Hunter Biden usou veneno de sapo e ibogaína contra dependência de crack
Não li a autobiografia de Hunter Biden, filho de Joe Biden, intitulada “Beautiful Things” (coisas bonitas); satisfiz-me com a descrição de Lúcia Guimarães na Folha. Aí topei com a notícia resumida no título acima e vi que precisaria escrever sobre ela (a notícia, não a autobiografia).
Não era desconhecido que Hunter atravessou 51 anos de vida com problemas de álcool e cocaína. No livro, ele aprofunda a questão para revelar que, na busca para interromper a dependência, recorreu a terapias psicodélicas, como narra David Carpenter no site Lucid News (em inglês).
Atente o leitor para o significado disso: o filho do presidente dos Estados Unidos e pivô do escândalo que Donald Trump tentou armar em torno do oponente era não só usuário de drogas como recorreu a duas outras substâncias proscritas em seu país, 5-MeO-DMT e ibogaína, para tentar livrar-se do abuso que ameaçava destruir sua vida.
Que Hunter se sinta à vontade para admitir isso por escrito é um sinal claro de que os psicodélicos deixaram de ser tabu. Se o fez no best seller, é porque a neurociência e outro livro muito vendido, “Como Mudar sua Mente”, de Michael Pollan, tinham aberto o caminho para tornar público a renascimento psicodélico.
Caso tivesse sido detido nos EUA com uma das substâncias, Hunter poderia ser condenado a 5 ou 10 anos de prisão. Mas ele não correu tal risco por ter procurado tratamento numa clínica do México, onde a droga 5-MeO-DMT não é regulamentada.
A primeira terapia foi com ibogaína, composto obtido da casca da raiz de uma planta africana, a Tabernanthe iboga. Sob o efeito onírico da droga, que pode durar várias horas, Hunter viu sua vida passar como se fosse uma apresentação de slides.
Depois, como parte do processo de cura que lhe propiciou mais de um ano de abstinência, o filho do presidente fumou 5-MeO-DMT, obtida da secreção das glândulas do sapo-do-deserto-de-sonora (Bufo alvarius, ou Incilius alvarius). A viagem dura 10 ou 15 minutos, mas já foi descrita por Pollan como decolar atado ao lado de fora de um foguete.
“Sei que soa maluco”, escreve Hunter na autobiografia. “No entanto, o que quer que [a droga] tenha feito ou não, a experiência destravou sentimentos e feridas que eu tinha enterrado fundo por tempo demais. Serviu como um bálsamo.”
“Foi uma experiência profunda. [O veneno do sapo] me conectou, de modo vívido e renovado, a todas as pessoas em minha vida, vivas ou mortas. Senti como se estivesse vendo toda a existência de uma vez –e como algo único.”
Não terá sido a primeira vez em que se alcança sobriedade após uma vivência transformadora que muitos descrevem como mística. A sensação de participar da unidade do cosmo é elemento recorrente em relatos de viagens psicodélicas intensas, também chamada de dissolução do ego por quem prefere evitar os subtons espiritualistas.

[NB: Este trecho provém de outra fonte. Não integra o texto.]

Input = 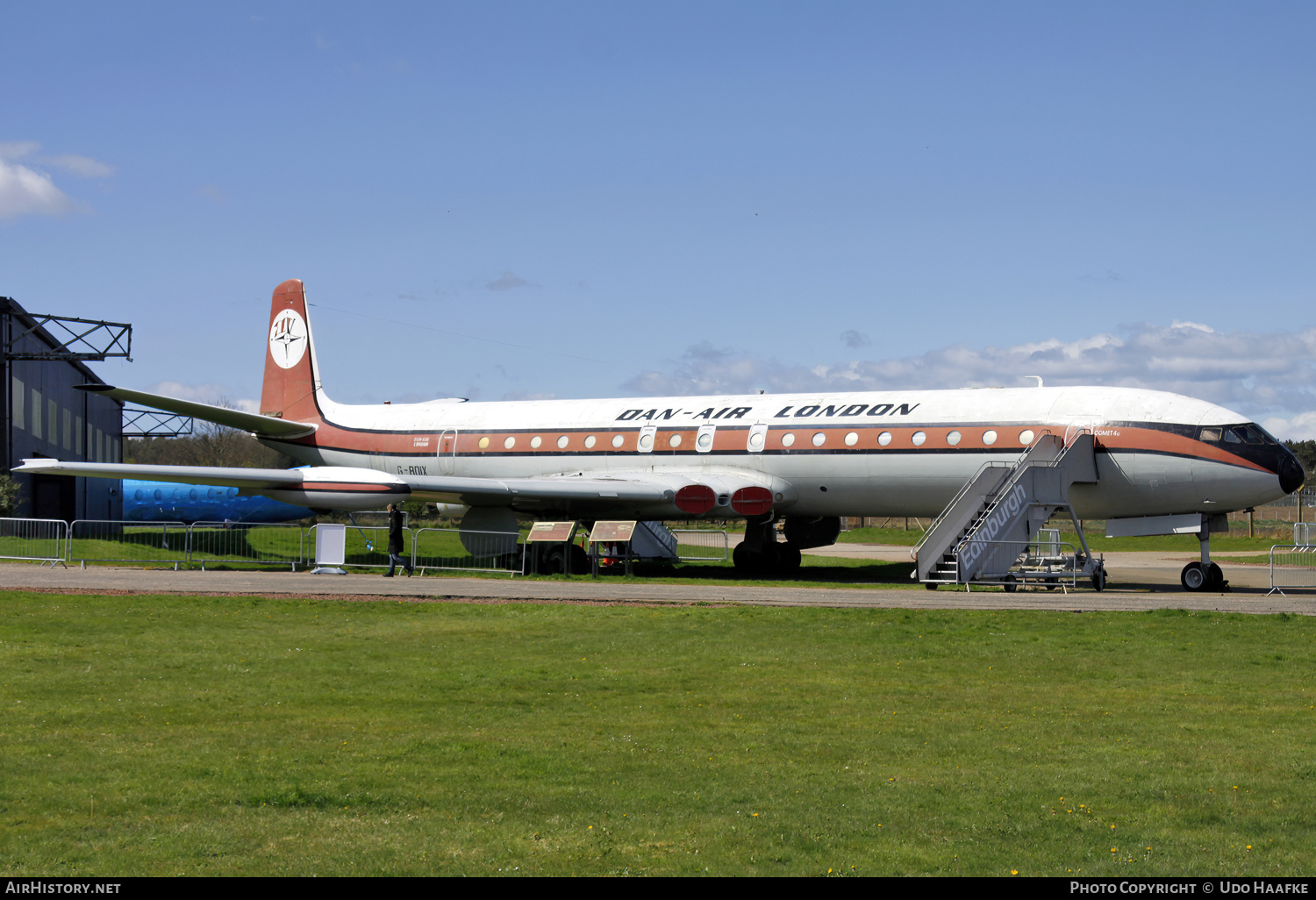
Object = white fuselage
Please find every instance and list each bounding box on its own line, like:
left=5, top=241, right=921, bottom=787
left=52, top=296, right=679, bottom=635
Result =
left=265, top=387, right=1284, bottom=518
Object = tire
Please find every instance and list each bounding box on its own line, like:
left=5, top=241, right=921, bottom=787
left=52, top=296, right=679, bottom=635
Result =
left=732, top=542, right=749, bottom=575
left=776, top=544, right=803, bottom=576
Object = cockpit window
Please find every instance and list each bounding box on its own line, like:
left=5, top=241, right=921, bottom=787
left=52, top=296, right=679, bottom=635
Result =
left=1198, top=423, right=1278, bottom=445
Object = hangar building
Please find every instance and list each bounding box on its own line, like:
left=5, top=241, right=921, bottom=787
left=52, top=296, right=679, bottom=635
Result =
left=0, top=297, right=126, bottom=523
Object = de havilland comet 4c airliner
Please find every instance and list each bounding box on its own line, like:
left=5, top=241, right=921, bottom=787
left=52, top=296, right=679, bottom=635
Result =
left=15, top=279, right=1305, bottom=587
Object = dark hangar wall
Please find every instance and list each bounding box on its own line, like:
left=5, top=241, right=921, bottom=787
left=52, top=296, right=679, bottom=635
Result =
left=0, top=297, right=124, bottom=523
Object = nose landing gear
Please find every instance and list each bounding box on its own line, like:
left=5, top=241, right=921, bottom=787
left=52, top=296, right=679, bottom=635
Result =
left=1179, top=516, right=1229, bottom=591
left=1179, top=562, right=1229, bottom=591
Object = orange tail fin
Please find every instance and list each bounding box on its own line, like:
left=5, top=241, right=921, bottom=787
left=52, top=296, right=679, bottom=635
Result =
left=261, top=278, right=321, bottom=423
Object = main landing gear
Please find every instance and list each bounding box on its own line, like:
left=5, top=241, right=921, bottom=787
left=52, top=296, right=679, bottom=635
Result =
left=1179, top=518, right=1229, bottom=591
left=732, top=513, right=802, bottom=578
left=1179, top=562, right=1229, bottom=591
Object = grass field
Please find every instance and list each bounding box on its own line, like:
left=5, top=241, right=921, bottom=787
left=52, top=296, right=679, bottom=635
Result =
left=0, top=592, right=1316, bottom=876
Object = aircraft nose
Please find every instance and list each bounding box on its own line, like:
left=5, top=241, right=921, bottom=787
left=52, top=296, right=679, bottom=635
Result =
left=1273, top=447, right=1307, bottom=494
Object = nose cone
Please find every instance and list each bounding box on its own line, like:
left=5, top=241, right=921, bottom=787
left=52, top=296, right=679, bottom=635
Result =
left=1274, top=446, right=1307, bottom=494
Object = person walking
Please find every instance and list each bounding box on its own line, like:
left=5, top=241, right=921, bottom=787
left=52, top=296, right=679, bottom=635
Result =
left=384, top=503, right=412, bottom=578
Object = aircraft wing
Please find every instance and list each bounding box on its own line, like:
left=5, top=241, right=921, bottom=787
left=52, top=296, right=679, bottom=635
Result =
left=78, top=384, right=318, bottom=439
left=13, top=460, right=799, bottom=516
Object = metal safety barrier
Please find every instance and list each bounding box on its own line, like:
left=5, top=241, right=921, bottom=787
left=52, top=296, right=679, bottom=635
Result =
left=65, top=518, right=187, bottom=568
left=412, top=528, right=526, bottom=575
left=1266, top=544, right=1316, bottom=596
left=187, top=523, right=308, bottom=573
left=0, top=518, right=68, bottom=566
left=671, top=528, right=731, bottom=562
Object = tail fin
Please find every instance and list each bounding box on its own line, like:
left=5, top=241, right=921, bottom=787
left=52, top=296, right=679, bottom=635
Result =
left=261, top=278, right=321, bottom=423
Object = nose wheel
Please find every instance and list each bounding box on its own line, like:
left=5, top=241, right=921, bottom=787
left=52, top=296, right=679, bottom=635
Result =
left=1179, top=563, right=1226, bottom=591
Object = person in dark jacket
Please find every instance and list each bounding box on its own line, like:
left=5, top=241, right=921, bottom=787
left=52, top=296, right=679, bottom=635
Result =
left=384, top=503, right=411, bottom=578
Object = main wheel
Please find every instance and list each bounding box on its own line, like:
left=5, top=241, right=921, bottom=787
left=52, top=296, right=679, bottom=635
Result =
left=1179, top=563, right=1211, bottom=591
left=774, top=544, right=803, bottom=576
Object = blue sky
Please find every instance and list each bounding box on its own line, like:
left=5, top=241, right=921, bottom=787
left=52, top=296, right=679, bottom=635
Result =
left=0, top=2, right=1316, bottom=439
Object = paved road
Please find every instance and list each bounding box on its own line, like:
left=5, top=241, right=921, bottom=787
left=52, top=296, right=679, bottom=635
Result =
left=0, top=545, right=1316, bottom=615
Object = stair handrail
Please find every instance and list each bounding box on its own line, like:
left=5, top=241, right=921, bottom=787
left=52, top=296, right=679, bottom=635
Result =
left=910, top=461, right=1018, bottom=560
left=953, top=428, right=1069, bottom=553
left=1061, top=423, right=1097, bottom=455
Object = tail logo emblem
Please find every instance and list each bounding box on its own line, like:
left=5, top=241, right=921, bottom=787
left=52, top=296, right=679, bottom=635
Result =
left=270, top=310, right=307, bottom=368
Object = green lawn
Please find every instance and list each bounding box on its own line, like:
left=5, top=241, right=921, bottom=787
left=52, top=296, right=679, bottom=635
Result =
left=0, top=592, right=1316, bottom=876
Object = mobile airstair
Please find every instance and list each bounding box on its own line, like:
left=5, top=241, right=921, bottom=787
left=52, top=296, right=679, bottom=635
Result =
left=912, top=429, right=1105, bottom=591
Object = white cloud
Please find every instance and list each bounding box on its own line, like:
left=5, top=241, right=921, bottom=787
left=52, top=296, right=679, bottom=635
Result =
left=0, top=154, right=76, bottom=218
left=0, top=141, right=41, bottom=160
left=626, top=323, right=1316, bottom=439
left=0, top=141, right=115, bottom=218
left=484, top=271, right=531, bottom=291
left=41, top=153, right=115, bottom=178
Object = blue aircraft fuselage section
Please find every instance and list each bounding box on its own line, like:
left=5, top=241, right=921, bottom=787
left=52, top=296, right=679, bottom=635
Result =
left=124, top=478, right=313, bottom=524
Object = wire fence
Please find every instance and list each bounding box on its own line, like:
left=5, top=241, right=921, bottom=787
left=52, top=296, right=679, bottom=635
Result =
left=1270, top=544, right=1316, bottom=594
left=671, top=528, right=731, bottom=562
left=187, top=523, right=308, bottom=573
left=0, top=518, right=68, bottom=565
left=65, top=518, right=189, bottom=568
left=412, top=528, right=526, bottom=575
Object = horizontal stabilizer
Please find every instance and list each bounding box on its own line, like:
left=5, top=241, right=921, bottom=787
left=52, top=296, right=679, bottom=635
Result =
left=78, top=384, right=318, bottom=437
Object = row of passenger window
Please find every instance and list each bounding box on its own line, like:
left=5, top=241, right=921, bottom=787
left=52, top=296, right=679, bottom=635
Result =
left=463, top=428, right=1037, bottom=450
left=782, top=428, right=1037, bottom=447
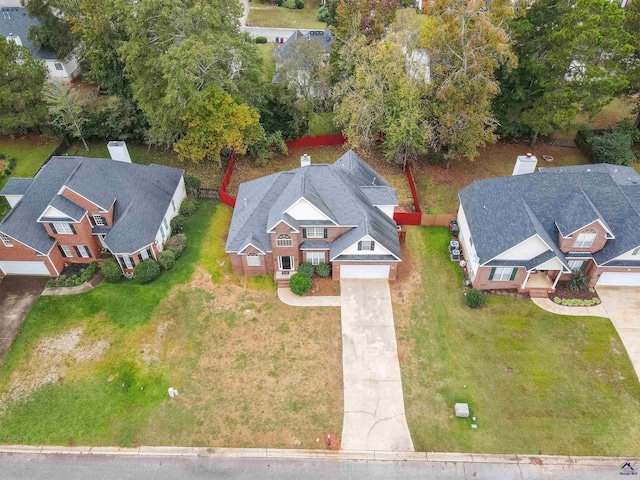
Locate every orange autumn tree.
[173,87,265,166]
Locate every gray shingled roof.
[0,157,183,253]
[47,195,87,222]
[225,150,400,258]
[459,164,640,265]
[0,178,33,195]
[0,7,56,60]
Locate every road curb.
[0,445,637,466]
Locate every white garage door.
[0,261,51,276]
[340,265,389,278]
[596,272,640,287]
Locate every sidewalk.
[278,288,340,307]
[0,445,635,467]
[531,298,609,318]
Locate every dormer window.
[276,235,293,247]
[573,230,597,248]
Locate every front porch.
[518,271,562,298]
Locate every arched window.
[573,229,598,248]
[276,235,293,247]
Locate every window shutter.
[509,267,518,280]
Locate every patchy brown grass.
[139,269,343,448]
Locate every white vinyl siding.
[247,253,260,267]
[307,252,324,265]
[0,234,13,247]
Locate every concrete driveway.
[0,276,48,358]
[340,279,413,451]
[597,287,640,379]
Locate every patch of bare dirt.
[0,328,110,413]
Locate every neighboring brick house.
[0,157,186,277]
[225,150,400,284]
[458,164,640,296]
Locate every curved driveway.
[340,279,413,452]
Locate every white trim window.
[305,227,324,238]
[52,222,76,235]
[247,253,260,267]
[92,213,106,227]
[489,267,516,282]
[358,240,376,252]
[0,233,13,247]
[276,235,293,247]
[122,255,133,269]
[306,252,324,265]
[573,230,597,248]
[568,260,586,272]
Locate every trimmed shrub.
[133,258,160,284]
[289,272,311,295]
[170,215,187,235]
[316,263,331,278]
[158,250,176,270]
[102,258,122,283]
[164,233,187,258]
[298,262,315,278]
[464,288,484,308]
[179,198,200,217]
[567,270,591,292]
[184,175,202,189]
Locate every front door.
[278,256,293,270]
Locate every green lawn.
[0,201,343,448]
[67,140,225,188]
[247,0,327,30]
[0,136,58,219]
[394,227,640,456]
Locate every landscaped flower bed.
[47,262,98,288]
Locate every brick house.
[225,150,400,284]
[458,164,640,296]
[0,157,186,277]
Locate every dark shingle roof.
[0,7,56,60]
[459,164,640,264]
[0,157,183,253]
[225,150,400,258]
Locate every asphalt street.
[0,453,620,480]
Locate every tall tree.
[119,0,257,145]
[496,0,633,145]
[23,0,78,60]
[335,34,431,167]
[0,39,47,133]
[422,0,516,160]
[174,87,265,165]
[44,82,89,150]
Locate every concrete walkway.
[340,279,413,452]
[278,288,340,307]
[41,272,104,297]
[597,287,640,379]
[531,298,609,318]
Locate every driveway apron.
[340,279,413,451]
[597,287,640,379]
[0,276,48,358]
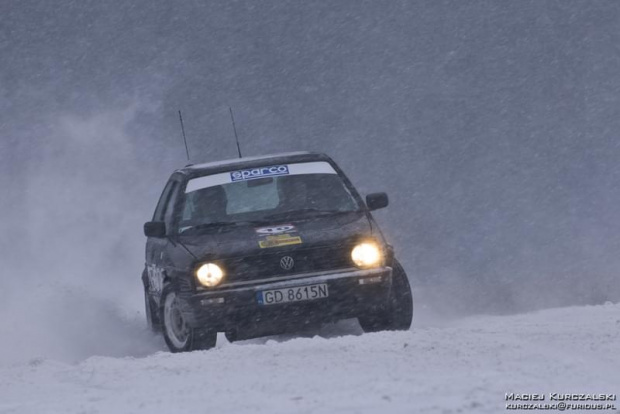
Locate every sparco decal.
[255,224,297,236]
[230,165,289,182]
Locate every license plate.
[256,283,329,305]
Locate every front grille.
[221,246,353,282]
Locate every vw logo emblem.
[280,256,295,270]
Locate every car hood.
[180,212,372,260]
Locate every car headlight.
[196,263,224,287]
[351,242,383,267]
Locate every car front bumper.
[184,267,392,339]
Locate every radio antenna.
[179,110,189,161]
[228,106,241,158]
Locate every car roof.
[175,151,332,177]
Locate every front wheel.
[358,260,413,332]
[161,286,217,353]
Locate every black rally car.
[142,153,413,352]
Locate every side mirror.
[144,221,166,238]
[366,193,390,211]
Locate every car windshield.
[178,162,359,233]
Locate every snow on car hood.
[180,212,376,260]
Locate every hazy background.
[0,0,620,362]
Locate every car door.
[146,179,180,298]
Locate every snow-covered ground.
[0,304,620,414]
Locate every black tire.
[358,259,413,332]
[144,288,161,333]
[159,285,217,353]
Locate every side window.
[153,181,174,221]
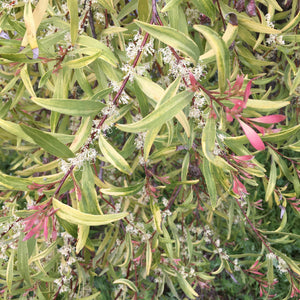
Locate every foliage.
[0,0,300,299]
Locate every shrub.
[0,0,300,299]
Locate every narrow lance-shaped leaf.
[248,115,286,124]
[194,25,230,93]
[67,0,79,45]
[62,51,102,69]
[116,91,193,133]
[21,0,48,51]
[6,249,15,293]
[99,134,132,175]
[53,199,128,226]
[76,225,90,253]
[135,20,200,63]
[21,125,75,158]
[202,118,234,170]
[21,1,39,59]
[265,158,277,202]
[31,97,105,116]
[113,278,138,292]
[146,241,152,276]
[203,157,217,210]
[20,64,36,97]
[17,232,31,285]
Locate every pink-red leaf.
[244,80,252,107]
[238,119,265,150]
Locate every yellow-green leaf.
[99,134,132,175]
[6,249,15,293]
[113,278,138,292]
[21,125,75,158]
[63,51,102,69]
[31,97,105,116]
[20,64,36,97]
[116,91,194,133]
[67,0,79,45]
[135,20,200,63]
[194,25,230,93]
[265,159,277,202]
[202,118,234,170]
[146,241,152,276]
[53,198,128,226]
[101,182,144,197]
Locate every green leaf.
[181,152,190,181]
[290,69,300,95]
[150,201,163,234]
[134,75,165,102]
[67,0,79,45]
[70,117,93,152]
[53,198,128,226]
[237,14,280,34]
[135,20,200,64]
[192,0,216,23]
[79,161,102,215]
[118,232,133,268]
[116,91,194,133]
[280,12,300,32]
[6,249,15,293]
[146,241,152,276]
[194,25,230,93]
[20,64,36,97]
[62,51,102,69]
[21,125,75,158]
[177,273,199,299]
[202,118,234,171]
[31,97,105,116]
[0,119,35,144]
[77,35,118,67]
[99,134,132,175]
[0,171,32,191]
[17,232,31,286]
[101,181,145,197]
[265,159,277,202]
[113,278,138,292]
[76,225,90,254]
[203,157,217,210]
[138,0,151,22]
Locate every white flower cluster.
[266,253,276,260]
[276,257,289,273]
[60,148,98,173]
[125,32,155,60]
[233,258,241,272]
[134,132,147,150]
[109,81,130,104]
[159,47,204,87]
[203,225,213,244]
[265,14,285,45]
[189,92,206,120]
[121,63,150,82]
[94,11,105,25]
[101,101,119,117]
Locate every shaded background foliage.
[0,0,300,299]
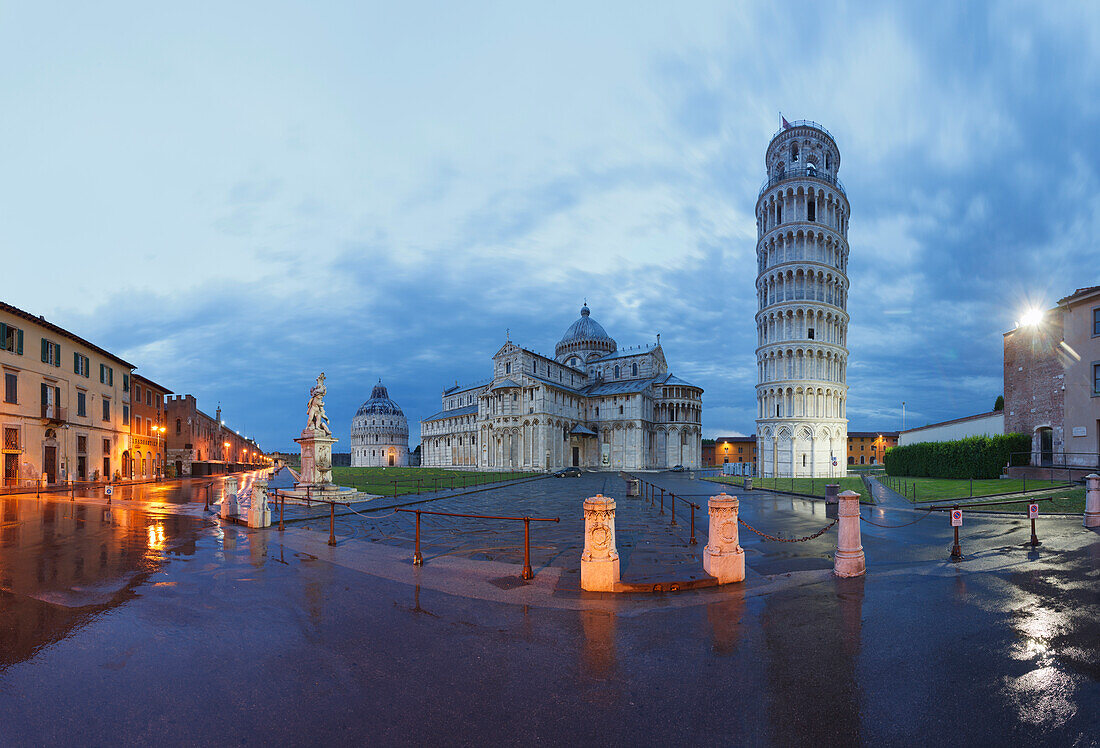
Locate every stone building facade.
[0,303,134,487]
[420,305,703,470]
[351,380,409,468]
[165,395,271,477]
[122,373,172,481]
[756,120,850,477]
[1004,286,1100,468]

O elo do misticismo psicodélico com a superação da dependência química remonta às origens da própria organização Alcoólicos Anônimos, como anota Carpenter. O fundador da AA Bill Wilson chegou a experimentar LSD, em 1956, e a recomendá-lo para frequentadores por seu poder de desencadear transformações espirituais favorecedoras da abstinência.
A informação se encontra numa carta que Bill W. remeteu, em 1961, a ninguém menos que o psicólogo suíço Carl Jung. É o que conta Don Lattin (autor do ótimo livro “The Harvard Psychedelic Club”) em outra matéria de Lucid News: “Alguns de meus amigos da AA e eu tomamos o material [LSD] frequentemente e com muito proveito”, escreveu Wilson a Jung. Relatou que a droga deflagrava “grande alargamento e aprofundamento e elevação da consciência”.
O LSD teve farta distribuição como medicamento pelo laboratório suíço Sandoz nos anos 1950 e 1960, sob o nome Delysid. O ácido lisérgico foi usado contra alcoolismo e como apoio para psicoterapia, inclusive no Brasil.
Só acabou proibido nos EUA, e em seguida no mundo, depois de cair nas graças dos hippies e contestadores reunidos no vagalhão da contracultura. O renascimento dos psicodélicos para a ciência e a psiquiatria demorou quatro décadas para acontecer, e a confissão de Hunter Biden oferece indício eloquente de que parece ter voltado para ficar.